I’m happy for Melanie! Age is nothing but a number and she’s right…Her mom is going to have to get over it, especially if the father is ok with it because that seems so very rare.
Um yeah age is only a number but within REASON. 26 year old difference? That's just nasty even from a guys perspective. He could literally be her dad at that age. I'd say she should dump him and go for a guy her own respectable age range. A 10 to 13 year difference is a good age range and about the maximum but a 22 year old with a 48 year old, just not cool. A good age range would be say a 35 year old with a 22 year old thats only 13 year difference, that's an ok age range and the absolute max age difference. I think beyond 13 year old age difference like this 22 year old she's just a gold digger with a 48 year old.
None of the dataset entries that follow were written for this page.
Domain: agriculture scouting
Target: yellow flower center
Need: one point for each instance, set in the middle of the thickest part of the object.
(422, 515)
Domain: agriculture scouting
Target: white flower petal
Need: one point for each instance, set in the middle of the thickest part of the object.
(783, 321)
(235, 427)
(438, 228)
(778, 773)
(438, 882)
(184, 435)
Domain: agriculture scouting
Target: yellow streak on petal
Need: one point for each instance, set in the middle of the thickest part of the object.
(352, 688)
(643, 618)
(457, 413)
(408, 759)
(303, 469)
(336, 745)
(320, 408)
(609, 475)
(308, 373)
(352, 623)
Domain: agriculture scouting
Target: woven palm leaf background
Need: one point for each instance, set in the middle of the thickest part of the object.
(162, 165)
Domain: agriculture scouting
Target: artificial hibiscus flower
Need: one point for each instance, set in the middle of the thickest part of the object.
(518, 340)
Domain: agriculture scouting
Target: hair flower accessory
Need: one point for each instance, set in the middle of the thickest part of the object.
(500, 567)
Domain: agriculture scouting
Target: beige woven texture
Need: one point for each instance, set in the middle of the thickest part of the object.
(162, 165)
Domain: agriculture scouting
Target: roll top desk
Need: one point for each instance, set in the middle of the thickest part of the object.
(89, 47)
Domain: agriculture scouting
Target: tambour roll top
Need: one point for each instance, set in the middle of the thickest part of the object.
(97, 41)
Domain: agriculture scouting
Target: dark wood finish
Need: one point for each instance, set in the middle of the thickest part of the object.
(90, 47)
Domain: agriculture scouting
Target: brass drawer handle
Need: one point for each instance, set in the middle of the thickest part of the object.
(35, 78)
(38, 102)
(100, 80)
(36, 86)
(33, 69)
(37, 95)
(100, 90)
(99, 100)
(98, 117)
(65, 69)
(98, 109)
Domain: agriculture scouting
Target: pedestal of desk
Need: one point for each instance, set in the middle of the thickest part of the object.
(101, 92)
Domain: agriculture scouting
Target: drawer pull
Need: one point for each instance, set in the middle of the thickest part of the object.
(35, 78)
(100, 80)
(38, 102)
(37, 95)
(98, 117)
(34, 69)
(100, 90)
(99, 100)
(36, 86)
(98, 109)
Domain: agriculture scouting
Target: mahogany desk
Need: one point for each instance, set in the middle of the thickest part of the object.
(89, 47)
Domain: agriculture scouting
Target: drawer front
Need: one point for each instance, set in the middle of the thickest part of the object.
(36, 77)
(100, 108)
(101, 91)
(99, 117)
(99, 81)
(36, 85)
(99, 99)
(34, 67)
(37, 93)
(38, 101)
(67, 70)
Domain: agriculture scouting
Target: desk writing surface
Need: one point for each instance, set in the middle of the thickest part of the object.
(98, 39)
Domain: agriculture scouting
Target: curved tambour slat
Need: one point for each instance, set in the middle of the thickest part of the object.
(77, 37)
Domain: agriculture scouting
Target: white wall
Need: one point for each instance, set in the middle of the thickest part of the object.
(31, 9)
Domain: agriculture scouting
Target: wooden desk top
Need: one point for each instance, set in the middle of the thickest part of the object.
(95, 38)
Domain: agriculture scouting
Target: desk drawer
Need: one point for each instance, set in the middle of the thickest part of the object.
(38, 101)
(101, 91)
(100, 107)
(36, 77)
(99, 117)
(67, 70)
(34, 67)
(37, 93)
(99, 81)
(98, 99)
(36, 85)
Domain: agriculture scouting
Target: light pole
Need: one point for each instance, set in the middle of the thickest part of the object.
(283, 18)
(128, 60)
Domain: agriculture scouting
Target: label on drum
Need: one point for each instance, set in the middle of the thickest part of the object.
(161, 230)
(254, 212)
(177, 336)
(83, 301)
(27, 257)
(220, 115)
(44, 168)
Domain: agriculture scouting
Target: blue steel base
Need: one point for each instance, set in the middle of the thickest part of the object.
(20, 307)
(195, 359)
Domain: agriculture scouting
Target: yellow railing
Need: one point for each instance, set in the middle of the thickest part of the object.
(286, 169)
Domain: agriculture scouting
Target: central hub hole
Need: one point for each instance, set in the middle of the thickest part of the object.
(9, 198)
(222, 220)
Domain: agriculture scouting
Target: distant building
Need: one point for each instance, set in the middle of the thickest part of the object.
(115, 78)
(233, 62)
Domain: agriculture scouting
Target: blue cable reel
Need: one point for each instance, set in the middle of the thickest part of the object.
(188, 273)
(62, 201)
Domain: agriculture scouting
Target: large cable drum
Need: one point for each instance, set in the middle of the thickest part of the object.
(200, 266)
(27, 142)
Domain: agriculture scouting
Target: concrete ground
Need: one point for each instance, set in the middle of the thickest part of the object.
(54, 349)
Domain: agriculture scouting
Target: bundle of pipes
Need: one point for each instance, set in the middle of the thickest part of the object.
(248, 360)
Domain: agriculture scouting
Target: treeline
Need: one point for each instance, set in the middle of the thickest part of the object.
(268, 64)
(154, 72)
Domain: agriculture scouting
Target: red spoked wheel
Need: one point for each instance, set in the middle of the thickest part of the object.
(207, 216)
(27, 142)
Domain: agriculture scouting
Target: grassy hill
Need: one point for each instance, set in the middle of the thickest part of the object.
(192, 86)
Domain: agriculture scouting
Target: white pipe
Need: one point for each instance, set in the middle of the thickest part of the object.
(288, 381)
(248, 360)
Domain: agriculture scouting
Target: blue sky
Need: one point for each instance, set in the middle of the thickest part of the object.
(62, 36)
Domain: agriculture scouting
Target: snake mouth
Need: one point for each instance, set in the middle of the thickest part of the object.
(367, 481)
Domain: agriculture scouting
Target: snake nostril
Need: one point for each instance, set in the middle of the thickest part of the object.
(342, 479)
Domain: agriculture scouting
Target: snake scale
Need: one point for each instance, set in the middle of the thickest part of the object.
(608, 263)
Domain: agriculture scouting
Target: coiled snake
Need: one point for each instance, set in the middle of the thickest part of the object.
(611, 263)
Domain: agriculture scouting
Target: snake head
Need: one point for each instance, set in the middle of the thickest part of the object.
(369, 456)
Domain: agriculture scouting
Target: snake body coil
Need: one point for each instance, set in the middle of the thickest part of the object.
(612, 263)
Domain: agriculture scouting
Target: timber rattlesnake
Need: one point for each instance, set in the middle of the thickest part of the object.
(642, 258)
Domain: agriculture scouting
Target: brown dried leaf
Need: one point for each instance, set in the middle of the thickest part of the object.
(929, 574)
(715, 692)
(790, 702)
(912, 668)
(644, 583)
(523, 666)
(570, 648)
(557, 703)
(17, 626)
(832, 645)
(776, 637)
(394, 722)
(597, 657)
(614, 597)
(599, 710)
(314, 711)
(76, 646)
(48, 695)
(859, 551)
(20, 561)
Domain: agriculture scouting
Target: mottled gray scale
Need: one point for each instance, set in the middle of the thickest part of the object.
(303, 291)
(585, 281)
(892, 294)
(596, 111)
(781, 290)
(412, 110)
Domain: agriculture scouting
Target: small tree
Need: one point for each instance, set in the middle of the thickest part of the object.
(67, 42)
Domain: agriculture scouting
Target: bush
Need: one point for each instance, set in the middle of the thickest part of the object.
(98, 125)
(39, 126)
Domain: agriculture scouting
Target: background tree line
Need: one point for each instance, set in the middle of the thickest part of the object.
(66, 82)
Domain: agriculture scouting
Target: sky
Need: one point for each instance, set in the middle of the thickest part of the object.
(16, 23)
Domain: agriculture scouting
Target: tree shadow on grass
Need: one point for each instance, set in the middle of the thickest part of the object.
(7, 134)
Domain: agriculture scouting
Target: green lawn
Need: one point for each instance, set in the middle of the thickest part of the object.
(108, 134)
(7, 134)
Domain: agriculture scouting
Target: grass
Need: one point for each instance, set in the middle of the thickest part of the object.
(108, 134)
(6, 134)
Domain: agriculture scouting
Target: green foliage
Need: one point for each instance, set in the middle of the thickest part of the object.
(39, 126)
A 22 year old is still in college or about to just graduate at least from undergrad.
Been there-living it
Yi Slacker & Steve ( & melanie)
Melanie, sorry to hear that your mom didnt respond warmly to your older boyfriend, you did blind side them by not telling them before your arrived. im sure you didnt want judgement before they met him. I get that. My husband is 18 years older, weve been married for 6 years and have 2 children. My dad is the "love everyone" type of guy. He & my husband get along great-play golf together too. He is happy that my husband makes me happy, is a great provider, etc. My mom is the one that has given me the hardest time about my husbands age. It has caused HUGE problems between us (she has only seen our 2nd child (1 1/2 years old) less than a dozen times) My advice is for you to confront her NOW, before things go any farther. Explain your BF's amazing qualities, etc. Let her explain her feelings (because they are valid-she is your mom-her opinion means the world to you) Remember to sympathize with her, that this may not be the man she pictured you with, but he truly makes you happy, and in the end isnt that what is important? Encourage more time for all of you to spend together. The better they get to know him & see all the reasons you feel he is the one for you...the better. Best of luck to you.
Well, give your mother a chance. You weren't very considerate by not telling her his age. She wants you to have the best, a long a happy future. If you are so sure that this old man is right for you, then let her see how it will work out. I am sureshe will share her concerns with you. If you are mature, you will listen and consider how things will proceed from here on out. Then you can make an informed decision.